@jules — OpenCode wrapper for Google's async coding agent
Google Jules is a fire-and-forget coding agent: you hand it a GitHub repo + a prompt, it spins up its own Cloud VM, runs bash + tests + Playwright, and opens a PR. The caller polls for completion — no webhooks. The API is alpha, GitHub-only, fully async.

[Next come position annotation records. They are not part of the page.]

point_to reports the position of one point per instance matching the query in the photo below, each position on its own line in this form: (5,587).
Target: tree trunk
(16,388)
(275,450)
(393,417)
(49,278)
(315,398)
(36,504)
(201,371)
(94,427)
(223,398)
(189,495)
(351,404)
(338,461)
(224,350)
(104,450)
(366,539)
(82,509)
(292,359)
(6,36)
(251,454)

The @jules agent in my OpenCode setup hides every detail of that surface behind a capability-based dispatch contract. Callers (orchestrator, other agents, occasionally me directly) don’t need to know endpoint paths or polling cadences. They name a capability; the agent executes and returns structured markdown.
Capabilities
| Capability | Purpose | Quota cost |
|---|---|---|
setup-check | Verify API key + list connected GitHub sources | 0 |
list-sessions | Recent sessions with state + PR URLs | 0 |
submit-task | Frame a 5-element prompt for manual submission (API is readonly for me) | 0 |
check-status | Poll one session | 0 |
tail-activities | Stream-poll a session until completion | 0 |
send-followup | Mid-flight refinement | 0 |
What I learned building it
- Most public docs lie about which endpoints work. The Jules POST endpoints look documented but return errors on my account. I rebuilt the agent in readonly mode, with the
submit-taskcapability emitting a copy-pasteable 5-element-framed prompt rather than trying to call the API. The agent stayed useful; the API constraint stopped mattering. - Direct HTTP via a small
python3helper beats an MCP wrapper. I almost reached for one of the community MCPs. The agent ended up cleaner with a 250-line stdlib-only helper and zero third-party trust surface. - The hardest part of working with another agent is what you let it post publicly. The companion live-feed Worker (next project) was almost as much code as the agent itself, and most of that code is a secret denylist.
The agent observes Jules sessions in real time and pipes activity into the live feed at the top of this page. You’re likely seeing one right now.